Ok. I took a quick look at the photo in Lightroom again and it turns out that i DID leave myself some wiggle room with the cropping. I was initially concerned about shifting too many faces up top. I was following what i know of shooting and editing a single subject and kept the Rule of 3rds in mind. I have recropped for the purpose of posting it on this thread, to see if i'm getting the right idea on the feedback i'm getting. By repositioning the crop, it lessens the background and includes the hands at the bottom. Again, when compared to the initial post photo, the cropping is the ONLY thing I changed. Let me know good/bad.


----------



## Jamesy (Dec 29, 2013)

I much prefer the crop on the second one - it seems much better balanced.


----------



## mrsfotografie (Dec 29, 2013)

wackocrash5150 said:


> Ok. I took a quick look at the photo in Lightroom again and it turns out that i DID leave myself some wiggle room with the cropping. I was initially concerned about shifting too many faces up top. I was following what i know of shooting and editing a single subject and kept the Rule of 3rds in mind. I have recropped for the purpose of posting it on this thread, to see if i'm getting the right idea on the feedback i'm getting. By repositioning the crop, it lessens the background and includes the hands at the bottom. Again, when compared to the initial post photo, the cropping is the ONLY thing I changed. Let me know good/bad.

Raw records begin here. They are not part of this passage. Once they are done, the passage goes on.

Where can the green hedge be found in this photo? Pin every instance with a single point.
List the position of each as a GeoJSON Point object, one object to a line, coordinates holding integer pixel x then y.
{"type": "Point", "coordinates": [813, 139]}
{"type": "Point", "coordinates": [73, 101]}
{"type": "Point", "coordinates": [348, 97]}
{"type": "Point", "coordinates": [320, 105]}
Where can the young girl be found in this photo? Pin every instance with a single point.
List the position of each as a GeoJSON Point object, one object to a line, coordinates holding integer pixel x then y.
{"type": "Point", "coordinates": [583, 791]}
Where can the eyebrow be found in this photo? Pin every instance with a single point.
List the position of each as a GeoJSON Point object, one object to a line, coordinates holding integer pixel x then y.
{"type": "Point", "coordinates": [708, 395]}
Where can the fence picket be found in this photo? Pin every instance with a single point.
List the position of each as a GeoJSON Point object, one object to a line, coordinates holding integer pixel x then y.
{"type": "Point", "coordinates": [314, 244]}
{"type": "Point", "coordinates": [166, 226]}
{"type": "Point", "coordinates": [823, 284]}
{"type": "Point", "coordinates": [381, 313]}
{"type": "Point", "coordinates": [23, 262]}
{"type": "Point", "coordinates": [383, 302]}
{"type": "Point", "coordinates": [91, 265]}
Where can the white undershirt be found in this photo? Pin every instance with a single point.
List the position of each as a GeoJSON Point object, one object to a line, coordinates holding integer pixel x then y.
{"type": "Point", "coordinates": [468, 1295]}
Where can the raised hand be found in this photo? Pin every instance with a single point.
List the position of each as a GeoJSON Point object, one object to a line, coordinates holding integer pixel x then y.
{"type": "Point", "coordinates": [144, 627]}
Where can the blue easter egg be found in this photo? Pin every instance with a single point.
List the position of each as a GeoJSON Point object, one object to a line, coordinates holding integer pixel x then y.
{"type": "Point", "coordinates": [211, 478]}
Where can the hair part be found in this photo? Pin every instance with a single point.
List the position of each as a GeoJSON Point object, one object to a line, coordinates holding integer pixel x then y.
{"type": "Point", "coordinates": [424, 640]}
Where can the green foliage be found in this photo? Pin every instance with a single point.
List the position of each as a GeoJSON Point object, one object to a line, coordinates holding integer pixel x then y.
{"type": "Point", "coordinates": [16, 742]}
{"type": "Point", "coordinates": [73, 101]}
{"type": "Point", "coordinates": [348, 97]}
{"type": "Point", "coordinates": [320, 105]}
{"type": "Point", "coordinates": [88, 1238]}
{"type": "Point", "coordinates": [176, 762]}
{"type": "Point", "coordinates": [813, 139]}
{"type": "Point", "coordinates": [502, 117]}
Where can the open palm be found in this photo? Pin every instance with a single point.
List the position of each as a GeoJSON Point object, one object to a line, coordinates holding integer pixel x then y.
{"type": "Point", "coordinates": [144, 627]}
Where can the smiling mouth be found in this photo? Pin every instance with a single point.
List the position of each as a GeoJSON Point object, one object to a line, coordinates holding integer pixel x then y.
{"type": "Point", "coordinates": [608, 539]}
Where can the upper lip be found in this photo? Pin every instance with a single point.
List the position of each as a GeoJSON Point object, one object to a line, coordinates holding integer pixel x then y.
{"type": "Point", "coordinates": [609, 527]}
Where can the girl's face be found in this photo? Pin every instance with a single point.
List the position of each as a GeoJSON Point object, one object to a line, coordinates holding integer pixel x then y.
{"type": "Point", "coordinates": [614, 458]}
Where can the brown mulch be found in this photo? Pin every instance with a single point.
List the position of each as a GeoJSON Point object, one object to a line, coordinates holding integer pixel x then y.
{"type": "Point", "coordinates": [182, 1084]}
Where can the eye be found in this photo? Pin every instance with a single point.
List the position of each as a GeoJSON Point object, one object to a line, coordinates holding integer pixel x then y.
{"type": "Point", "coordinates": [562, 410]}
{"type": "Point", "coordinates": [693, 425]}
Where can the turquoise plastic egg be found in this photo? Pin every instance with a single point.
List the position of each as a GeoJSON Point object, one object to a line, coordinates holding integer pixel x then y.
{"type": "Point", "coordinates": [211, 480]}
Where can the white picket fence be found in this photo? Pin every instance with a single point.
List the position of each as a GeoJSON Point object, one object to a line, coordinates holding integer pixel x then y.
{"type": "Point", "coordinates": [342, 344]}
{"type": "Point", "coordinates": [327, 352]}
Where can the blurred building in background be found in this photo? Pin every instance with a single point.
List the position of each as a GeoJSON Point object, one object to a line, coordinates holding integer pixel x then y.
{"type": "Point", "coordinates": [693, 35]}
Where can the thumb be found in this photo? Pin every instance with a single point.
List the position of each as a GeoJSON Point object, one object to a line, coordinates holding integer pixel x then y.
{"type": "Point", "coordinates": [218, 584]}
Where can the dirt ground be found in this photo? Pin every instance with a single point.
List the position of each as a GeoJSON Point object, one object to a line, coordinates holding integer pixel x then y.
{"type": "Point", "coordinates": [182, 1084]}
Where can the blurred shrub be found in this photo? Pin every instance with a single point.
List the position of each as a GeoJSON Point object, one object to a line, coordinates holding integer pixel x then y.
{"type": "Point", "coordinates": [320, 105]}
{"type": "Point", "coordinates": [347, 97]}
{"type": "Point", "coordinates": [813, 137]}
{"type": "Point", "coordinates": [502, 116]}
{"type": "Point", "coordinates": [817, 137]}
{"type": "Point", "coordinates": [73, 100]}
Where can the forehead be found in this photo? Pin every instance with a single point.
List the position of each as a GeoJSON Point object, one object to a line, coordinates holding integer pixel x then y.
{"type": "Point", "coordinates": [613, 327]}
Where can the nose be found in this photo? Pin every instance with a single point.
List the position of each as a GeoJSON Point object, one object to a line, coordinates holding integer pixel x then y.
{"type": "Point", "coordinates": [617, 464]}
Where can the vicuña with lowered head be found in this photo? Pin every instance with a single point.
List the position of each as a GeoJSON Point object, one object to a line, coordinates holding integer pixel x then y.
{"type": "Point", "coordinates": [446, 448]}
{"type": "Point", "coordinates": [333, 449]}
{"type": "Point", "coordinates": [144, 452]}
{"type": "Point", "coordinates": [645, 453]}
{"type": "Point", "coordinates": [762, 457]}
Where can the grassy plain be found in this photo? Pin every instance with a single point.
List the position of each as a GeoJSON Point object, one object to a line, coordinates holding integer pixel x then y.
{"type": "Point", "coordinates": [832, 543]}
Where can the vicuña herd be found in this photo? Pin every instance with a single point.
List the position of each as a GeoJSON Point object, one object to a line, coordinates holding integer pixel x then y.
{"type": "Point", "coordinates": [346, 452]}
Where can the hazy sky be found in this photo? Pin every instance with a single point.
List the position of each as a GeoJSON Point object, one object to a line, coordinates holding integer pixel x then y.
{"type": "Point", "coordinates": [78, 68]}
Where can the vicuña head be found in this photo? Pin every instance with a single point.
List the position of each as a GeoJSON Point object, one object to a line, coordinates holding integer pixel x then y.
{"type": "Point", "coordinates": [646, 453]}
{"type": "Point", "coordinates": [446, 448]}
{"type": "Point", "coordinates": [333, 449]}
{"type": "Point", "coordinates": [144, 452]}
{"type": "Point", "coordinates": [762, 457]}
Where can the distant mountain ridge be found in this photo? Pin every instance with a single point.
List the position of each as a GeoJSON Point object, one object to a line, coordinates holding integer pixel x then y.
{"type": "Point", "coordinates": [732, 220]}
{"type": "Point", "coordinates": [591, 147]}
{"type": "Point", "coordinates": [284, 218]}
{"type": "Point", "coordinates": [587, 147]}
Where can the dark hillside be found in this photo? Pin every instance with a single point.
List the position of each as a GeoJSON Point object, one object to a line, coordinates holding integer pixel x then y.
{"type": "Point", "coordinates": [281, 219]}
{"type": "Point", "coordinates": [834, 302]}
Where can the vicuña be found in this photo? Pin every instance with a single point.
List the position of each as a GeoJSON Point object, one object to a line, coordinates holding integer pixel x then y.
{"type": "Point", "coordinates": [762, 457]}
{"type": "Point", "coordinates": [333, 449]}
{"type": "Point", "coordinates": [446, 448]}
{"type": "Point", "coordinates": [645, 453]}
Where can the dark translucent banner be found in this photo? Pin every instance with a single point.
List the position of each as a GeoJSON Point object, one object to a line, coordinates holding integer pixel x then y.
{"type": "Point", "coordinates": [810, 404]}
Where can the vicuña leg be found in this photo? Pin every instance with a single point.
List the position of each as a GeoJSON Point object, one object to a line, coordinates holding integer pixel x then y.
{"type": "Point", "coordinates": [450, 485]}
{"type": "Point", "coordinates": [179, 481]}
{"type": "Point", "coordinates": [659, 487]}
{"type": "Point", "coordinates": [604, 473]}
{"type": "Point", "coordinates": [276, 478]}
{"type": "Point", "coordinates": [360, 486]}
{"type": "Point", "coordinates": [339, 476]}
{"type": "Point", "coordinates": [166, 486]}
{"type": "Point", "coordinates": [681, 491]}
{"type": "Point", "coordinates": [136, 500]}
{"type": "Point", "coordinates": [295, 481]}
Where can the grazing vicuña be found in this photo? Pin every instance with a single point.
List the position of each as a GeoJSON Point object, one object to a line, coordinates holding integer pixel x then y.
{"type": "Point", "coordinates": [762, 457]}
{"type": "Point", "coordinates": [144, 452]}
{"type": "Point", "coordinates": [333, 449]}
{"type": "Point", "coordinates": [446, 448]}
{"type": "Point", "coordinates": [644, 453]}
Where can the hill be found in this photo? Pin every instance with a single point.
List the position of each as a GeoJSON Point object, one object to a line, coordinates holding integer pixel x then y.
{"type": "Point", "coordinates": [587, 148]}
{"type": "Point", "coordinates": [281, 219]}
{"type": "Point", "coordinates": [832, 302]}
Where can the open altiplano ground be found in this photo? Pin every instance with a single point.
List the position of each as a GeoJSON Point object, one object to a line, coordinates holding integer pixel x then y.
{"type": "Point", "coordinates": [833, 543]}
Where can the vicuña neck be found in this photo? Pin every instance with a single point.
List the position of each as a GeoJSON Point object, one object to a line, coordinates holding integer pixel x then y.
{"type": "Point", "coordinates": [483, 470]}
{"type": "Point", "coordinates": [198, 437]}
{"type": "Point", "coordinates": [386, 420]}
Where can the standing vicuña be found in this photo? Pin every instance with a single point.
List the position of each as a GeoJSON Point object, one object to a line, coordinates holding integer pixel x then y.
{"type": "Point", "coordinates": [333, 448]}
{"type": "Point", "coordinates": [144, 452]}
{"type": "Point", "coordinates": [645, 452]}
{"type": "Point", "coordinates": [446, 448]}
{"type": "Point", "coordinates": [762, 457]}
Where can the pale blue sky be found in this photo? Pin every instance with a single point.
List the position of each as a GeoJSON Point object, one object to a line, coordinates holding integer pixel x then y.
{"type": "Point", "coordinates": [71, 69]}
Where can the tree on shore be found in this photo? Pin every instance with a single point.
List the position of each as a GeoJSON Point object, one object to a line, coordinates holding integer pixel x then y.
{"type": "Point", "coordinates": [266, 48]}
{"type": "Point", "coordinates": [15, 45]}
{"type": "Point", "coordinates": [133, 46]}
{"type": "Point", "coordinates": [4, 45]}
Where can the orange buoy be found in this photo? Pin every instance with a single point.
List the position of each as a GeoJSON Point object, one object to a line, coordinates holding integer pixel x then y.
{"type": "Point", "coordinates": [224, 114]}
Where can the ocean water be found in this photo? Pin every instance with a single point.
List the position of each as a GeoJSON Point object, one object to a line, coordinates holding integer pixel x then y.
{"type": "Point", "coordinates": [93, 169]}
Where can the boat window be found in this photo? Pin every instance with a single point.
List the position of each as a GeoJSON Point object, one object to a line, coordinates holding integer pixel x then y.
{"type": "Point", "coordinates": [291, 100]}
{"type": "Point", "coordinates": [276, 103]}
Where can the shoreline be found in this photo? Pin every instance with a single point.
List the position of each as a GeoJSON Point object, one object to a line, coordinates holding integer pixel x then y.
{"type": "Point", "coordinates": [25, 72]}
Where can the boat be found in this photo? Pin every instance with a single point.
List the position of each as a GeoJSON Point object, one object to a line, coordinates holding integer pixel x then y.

I think it's better. The kids hands now work as an eye catcher (the green object helps) that draws you into the frame, there's an interesting 'V' shape going from there that invites the viewer to explore the picture.


----------



## chauncey (Dec 31, 2013)

Heeding the advice of those that have gone before, I might add the following...take numerous pictures with perhaps a second delay between them. This enables you to go into Photoshop, you do use Photoshop don't you, and clone/cut & paste/whatever the changes in the various micro-expressions that normally occur. Voila, you now have the best of each person in that group shot.


----------